ARE THERE OTHER CHANGES THAT ARE STILL AWAITING CLARIFICATION?

BB: Yes, many SMPs have mentioned that no additional information has been provided on several other proposals from the 2021 federal budget. For example, there has been no official update on whether Canadian-Controlled Private Corporations (CCPCs) can start claiming an immediate deduction of capital costs rather than tax depreciation on qualified expenditures.
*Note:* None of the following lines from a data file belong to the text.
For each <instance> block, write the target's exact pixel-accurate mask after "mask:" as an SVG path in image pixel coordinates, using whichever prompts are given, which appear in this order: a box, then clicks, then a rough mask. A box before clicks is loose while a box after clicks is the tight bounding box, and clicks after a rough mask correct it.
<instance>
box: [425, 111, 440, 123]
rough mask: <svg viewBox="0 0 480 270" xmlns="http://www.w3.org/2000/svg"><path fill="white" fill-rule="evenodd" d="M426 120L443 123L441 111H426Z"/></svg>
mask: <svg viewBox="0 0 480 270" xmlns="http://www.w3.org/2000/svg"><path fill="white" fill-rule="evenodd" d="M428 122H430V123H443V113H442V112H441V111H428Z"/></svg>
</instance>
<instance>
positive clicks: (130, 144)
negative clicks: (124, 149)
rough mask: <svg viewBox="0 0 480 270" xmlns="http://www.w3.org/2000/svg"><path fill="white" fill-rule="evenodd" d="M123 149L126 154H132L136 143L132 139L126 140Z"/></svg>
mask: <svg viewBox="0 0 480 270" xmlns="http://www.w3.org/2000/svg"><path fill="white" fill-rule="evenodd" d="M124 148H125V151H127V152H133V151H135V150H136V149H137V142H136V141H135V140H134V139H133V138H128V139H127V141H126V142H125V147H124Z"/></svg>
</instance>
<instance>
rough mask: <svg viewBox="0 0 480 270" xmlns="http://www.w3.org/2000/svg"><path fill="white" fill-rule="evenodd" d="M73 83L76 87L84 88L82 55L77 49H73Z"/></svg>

According to the 2021 federal budget, this deduction was to apply for eligible property acquired after April 18, 2021. For some CCPCs, they have already had to file their tax returns without knowing whether the rule will apply.

We also actively engaged with the government and prepared regular updates for members on the proposed trust reporting changes and the uncertainty around how CRA would administer these proposals. Although the changes have been deferred and apparently won’t apply for the 2021 tax year, final details are still to come on when the reporting will be required.

WHAT OTHER ISSUES ARE YOU DISCUSSING WITH THE CRA?

BB: Among other issues, we are looking at ways to improve communications on changes the CRA makes to its website. The site contains a lot of good information, but as the volume of material grows, it becomes much more difficult to track new information, including amendments to prior announcements. We have made suggestions, such as introducing a tracking system. And we’re looking forward to more discussions with the CRA on this subject.